1910 - 2009
Willy Ronis was a French photographer and a key figure within the humanist movement whose extraordinary body of work, amassed over the span of one century, crafted a vivid portrait of postwar and mid-twentieth century Paris, often reflecting his ardent leftist political leanings. Ronis was the first French photographer on staff at Life magazine, worked commercially in fashion and was published in Vogue, and for a period taught fine arts in Provence. He considered his legacy long before his actual death, curating his own career retrospective in the late '80s.
Ronis shot in black and white, capturing the joys of everyday life and the innocence of children, with a particular penchant for love and romance: “Every time I encounter lovers," he said, "my camera smiles." In one shot that has since entered the Parisian canon, The Lovers of the Bastille (1957), a man whispers into the ear of a woman, stood on a terrace overlooking the Seine and the Eiffel Tower. Beauty and empathy were the cornerstones of his work, evident in every photograph Ronis took.

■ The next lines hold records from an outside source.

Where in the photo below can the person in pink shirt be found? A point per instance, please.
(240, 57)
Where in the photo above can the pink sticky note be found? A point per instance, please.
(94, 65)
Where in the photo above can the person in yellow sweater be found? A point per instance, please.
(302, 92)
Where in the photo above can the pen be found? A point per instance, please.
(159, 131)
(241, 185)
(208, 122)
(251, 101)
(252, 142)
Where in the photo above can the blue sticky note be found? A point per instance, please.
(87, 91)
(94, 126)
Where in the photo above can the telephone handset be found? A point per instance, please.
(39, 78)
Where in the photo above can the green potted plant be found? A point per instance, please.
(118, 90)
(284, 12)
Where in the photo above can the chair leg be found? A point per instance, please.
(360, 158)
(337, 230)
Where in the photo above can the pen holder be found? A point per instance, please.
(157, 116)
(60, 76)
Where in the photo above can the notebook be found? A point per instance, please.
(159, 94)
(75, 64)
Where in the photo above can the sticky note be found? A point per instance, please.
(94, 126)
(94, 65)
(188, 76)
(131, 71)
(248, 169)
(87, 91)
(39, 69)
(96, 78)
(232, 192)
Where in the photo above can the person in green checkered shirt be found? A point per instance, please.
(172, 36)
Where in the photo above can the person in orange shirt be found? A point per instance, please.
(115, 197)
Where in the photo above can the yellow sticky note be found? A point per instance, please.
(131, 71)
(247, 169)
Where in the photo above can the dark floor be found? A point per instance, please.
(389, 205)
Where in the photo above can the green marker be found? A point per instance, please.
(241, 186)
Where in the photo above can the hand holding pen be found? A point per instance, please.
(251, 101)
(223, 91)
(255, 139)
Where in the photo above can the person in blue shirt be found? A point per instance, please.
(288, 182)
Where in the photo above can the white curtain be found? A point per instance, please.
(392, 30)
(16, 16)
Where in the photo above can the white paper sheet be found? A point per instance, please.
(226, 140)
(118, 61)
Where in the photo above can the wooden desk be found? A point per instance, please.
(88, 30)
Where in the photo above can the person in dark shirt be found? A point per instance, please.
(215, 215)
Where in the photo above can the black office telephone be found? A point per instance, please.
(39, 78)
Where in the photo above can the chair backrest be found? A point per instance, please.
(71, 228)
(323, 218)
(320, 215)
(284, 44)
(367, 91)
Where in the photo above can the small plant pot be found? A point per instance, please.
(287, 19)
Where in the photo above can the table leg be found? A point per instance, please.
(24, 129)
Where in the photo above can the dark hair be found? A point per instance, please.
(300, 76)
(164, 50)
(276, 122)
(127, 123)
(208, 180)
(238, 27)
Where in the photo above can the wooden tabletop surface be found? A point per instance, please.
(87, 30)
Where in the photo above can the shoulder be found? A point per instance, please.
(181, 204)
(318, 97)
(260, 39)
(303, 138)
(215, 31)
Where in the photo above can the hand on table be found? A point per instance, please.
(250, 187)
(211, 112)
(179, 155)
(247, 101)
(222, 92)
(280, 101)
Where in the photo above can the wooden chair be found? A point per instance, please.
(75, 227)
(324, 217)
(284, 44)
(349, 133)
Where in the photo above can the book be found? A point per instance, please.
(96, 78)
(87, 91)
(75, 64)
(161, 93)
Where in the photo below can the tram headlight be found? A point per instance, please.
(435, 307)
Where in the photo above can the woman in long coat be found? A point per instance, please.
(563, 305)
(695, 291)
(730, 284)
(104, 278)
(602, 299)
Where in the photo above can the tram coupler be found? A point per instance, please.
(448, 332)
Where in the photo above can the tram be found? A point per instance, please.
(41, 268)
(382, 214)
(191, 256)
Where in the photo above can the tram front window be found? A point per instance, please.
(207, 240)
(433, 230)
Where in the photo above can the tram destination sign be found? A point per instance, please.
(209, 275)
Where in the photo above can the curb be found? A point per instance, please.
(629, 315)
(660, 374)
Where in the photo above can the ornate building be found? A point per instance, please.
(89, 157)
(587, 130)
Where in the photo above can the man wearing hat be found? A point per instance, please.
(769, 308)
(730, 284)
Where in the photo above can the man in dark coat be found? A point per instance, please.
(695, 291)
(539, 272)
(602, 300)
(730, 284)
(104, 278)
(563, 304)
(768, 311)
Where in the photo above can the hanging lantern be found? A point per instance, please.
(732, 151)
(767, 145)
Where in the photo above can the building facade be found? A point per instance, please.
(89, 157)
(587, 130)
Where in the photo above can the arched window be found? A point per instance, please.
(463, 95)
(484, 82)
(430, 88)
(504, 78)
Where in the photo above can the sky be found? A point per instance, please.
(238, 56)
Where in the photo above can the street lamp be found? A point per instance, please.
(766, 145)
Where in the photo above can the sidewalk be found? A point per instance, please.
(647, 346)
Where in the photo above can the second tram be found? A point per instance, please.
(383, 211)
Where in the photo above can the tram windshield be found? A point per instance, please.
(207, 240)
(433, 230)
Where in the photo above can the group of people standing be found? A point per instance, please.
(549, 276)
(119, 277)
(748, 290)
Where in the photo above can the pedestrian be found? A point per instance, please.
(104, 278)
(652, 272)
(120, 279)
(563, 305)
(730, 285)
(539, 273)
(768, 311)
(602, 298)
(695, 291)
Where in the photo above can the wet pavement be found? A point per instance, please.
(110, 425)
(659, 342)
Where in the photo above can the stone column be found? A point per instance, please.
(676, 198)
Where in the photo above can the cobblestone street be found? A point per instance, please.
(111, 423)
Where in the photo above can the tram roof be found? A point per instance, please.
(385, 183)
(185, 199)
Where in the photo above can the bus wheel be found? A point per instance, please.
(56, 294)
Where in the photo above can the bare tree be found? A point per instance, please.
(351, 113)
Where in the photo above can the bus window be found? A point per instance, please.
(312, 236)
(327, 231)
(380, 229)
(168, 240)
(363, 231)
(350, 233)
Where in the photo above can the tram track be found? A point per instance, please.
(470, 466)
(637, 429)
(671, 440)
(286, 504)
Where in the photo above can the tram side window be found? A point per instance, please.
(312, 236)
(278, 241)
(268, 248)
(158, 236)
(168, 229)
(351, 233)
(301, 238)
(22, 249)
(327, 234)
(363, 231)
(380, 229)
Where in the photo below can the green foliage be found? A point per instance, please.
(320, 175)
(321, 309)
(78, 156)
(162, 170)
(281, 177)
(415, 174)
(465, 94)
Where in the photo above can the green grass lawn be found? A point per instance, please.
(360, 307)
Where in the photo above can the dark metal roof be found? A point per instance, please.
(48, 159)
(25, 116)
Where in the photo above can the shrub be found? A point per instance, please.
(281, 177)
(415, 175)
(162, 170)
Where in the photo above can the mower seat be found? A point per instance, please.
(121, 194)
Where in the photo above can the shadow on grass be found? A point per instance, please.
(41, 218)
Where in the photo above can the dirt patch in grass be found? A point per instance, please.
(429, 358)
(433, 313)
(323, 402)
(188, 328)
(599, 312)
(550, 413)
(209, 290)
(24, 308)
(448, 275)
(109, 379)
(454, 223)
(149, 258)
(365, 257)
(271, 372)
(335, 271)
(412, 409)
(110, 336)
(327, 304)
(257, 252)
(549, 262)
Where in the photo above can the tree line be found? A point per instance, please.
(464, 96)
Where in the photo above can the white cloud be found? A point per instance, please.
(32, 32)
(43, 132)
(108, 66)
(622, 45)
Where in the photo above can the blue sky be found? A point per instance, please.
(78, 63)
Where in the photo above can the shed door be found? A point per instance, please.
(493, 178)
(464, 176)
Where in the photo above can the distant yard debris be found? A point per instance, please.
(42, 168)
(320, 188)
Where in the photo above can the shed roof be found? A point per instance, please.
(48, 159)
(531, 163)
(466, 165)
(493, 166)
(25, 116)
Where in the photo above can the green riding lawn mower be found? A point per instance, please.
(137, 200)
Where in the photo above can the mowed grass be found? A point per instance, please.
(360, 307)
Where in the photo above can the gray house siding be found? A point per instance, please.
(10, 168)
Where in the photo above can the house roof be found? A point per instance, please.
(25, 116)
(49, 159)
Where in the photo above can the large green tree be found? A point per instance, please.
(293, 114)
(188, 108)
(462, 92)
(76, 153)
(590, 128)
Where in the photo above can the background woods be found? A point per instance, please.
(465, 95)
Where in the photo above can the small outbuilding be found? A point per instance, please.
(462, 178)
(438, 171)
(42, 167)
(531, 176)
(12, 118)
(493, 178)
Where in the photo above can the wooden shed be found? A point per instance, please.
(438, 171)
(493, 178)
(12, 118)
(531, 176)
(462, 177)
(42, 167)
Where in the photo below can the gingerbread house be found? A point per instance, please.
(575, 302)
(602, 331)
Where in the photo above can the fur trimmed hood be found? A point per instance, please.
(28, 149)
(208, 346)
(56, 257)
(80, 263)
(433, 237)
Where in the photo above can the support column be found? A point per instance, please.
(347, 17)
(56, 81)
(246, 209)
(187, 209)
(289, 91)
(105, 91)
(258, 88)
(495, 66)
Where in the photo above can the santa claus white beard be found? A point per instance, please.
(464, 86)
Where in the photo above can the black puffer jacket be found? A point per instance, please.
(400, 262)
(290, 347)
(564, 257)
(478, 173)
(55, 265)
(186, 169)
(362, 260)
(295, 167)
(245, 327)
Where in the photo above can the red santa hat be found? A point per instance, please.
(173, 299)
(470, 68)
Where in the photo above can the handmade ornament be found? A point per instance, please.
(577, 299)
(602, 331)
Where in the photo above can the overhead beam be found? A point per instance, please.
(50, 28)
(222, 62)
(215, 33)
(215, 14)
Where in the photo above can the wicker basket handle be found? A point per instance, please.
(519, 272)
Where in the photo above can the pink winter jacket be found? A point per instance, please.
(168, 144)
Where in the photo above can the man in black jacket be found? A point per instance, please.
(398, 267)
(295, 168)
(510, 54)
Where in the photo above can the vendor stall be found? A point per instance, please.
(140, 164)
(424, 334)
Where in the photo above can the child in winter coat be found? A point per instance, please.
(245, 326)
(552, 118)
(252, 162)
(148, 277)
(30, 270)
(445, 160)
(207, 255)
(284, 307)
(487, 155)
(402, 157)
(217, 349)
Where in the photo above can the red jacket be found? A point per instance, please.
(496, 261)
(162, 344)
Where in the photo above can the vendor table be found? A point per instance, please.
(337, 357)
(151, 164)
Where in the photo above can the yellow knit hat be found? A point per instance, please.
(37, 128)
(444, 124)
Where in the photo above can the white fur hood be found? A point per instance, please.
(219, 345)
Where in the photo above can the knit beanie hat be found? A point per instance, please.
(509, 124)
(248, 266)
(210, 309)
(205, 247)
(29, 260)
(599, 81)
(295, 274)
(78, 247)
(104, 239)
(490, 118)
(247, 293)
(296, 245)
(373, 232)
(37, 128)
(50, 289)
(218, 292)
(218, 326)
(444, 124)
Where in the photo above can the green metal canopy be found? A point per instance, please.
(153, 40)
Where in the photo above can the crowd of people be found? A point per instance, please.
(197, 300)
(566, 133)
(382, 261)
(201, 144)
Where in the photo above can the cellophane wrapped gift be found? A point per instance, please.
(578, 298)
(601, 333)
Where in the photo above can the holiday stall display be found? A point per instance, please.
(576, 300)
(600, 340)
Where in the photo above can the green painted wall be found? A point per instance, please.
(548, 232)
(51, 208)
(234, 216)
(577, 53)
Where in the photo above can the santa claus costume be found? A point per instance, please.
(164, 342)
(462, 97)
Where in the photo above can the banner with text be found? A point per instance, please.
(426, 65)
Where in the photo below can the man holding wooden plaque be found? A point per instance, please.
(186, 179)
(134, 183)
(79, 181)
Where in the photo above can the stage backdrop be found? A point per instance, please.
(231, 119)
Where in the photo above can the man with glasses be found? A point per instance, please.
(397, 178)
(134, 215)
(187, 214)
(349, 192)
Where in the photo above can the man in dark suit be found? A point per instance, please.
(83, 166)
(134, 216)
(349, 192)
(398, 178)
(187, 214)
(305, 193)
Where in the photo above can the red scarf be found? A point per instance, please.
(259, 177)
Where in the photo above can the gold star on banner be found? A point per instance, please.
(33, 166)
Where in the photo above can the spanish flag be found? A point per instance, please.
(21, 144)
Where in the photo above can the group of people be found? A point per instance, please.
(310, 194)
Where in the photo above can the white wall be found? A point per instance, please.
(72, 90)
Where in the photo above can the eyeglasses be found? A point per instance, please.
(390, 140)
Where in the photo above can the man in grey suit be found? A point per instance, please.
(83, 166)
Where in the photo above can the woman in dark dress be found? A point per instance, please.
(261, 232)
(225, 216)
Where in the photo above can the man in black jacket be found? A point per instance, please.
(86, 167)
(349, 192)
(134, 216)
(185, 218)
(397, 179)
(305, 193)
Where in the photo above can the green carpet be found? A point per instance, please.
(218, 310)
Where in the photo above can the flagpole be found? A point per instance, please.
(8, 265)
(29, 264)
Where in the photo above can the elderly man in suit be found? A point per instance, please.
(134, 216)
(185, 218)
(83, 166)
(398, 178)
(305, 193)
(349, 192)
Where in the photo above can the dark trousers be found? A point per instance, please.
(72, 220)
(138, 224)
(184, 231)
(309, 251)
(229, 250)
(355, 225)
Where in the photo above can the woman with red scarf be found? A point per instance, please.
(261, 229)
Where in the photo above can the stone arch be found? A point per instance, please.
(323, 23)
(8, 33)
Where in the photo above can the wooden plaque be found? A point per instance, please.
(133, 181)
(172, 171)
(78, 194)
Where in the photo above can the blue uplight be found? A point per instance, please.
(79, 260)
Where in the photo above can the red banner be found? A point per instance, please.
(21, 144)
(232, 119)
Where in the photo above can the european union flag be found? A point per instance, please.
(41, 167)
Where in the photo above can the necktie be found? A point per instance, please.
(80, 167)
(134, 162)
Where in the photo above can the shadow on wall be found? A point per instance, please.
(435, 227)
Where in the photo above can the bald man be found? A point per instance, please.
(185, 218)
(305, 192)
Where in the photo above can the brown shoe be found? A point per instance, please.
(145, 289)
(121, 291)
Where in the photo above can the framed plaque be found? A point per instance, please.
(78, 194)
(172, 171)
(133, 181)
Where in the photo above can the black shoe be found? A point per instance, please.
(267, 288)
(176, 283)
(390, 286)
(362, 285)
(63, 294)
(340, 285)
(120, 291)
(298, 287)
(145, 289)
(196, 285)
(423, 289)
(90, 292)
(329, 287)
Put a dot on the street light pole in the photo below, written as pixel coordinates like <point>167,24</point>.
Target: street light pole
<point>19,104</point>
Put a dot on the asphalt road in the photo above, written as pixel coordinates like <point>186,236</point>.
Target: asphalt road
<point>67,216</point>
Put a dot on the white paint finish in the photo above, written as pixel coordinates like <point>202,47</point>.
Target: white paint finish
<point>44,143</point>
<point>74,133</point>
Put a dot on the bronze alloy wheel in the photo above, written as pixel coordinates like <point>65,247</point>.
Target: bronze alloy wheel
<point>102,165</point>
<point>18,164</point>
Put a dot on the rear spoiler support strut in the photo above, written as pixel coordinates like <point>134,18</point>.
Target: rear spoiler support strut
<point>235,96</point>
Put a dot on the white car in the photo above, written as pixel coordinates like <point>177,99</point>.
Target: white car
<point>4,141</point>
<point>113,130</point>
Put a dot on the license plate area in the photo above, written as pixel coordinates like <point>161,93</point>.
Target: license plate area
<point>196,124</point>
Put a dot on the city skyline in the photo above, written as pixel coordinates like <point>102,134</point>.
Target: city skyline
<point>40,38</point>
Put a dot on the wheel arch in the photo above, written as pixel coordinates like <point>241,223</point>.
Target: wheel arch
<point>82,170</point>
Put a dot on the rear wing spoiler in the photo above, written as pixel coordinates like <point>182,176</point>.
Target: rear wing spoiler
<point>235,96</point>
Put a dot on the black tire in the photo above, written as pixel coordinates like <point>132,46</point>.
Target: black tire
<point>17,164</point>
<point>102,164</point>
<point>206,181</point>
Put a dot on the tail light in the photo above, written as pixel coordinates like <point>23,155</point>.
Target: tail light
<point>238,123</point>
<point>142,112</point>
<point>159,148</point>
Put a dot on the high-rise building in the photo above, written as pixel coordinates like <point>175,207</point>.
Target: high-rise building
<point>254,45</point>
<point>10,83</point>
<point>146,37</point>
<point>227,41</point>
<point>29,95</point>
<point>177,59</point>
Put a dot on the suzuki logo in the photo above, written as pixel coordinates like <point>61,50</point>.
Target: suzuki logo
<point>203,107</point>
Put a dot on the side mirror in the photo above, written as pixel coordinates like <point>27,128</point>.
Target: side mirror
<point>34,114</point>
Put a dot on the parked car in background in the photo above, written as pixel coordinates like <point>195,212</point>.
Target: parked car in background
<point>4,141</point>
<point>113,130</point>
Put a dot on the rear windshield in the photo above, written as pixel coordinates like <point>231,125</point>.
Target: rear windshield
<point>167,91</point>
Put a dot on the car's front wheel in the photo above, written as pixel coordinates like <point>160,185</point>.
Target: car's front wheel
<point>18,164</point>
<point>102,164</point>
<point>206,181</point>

Ronis died in 2009, a few months short of a full century. He lived to see a career retrospective in Paris City Hall, in 2005; some half a million visitors were estimated to have attended. Ronis' self-curated retrospective, titled Willy Ronis by Willy Ronis, was shown at the Carré de Baudouin in 2018. His massive body of work contains over one hundred thousand negatives and prints, and since 2015 the Belvédère Willy-Ronis in Paris has been named in his honour. He continues to be published globally, and is universally recognised as one of the greatest and most enduring photographic artists of the twentieth century.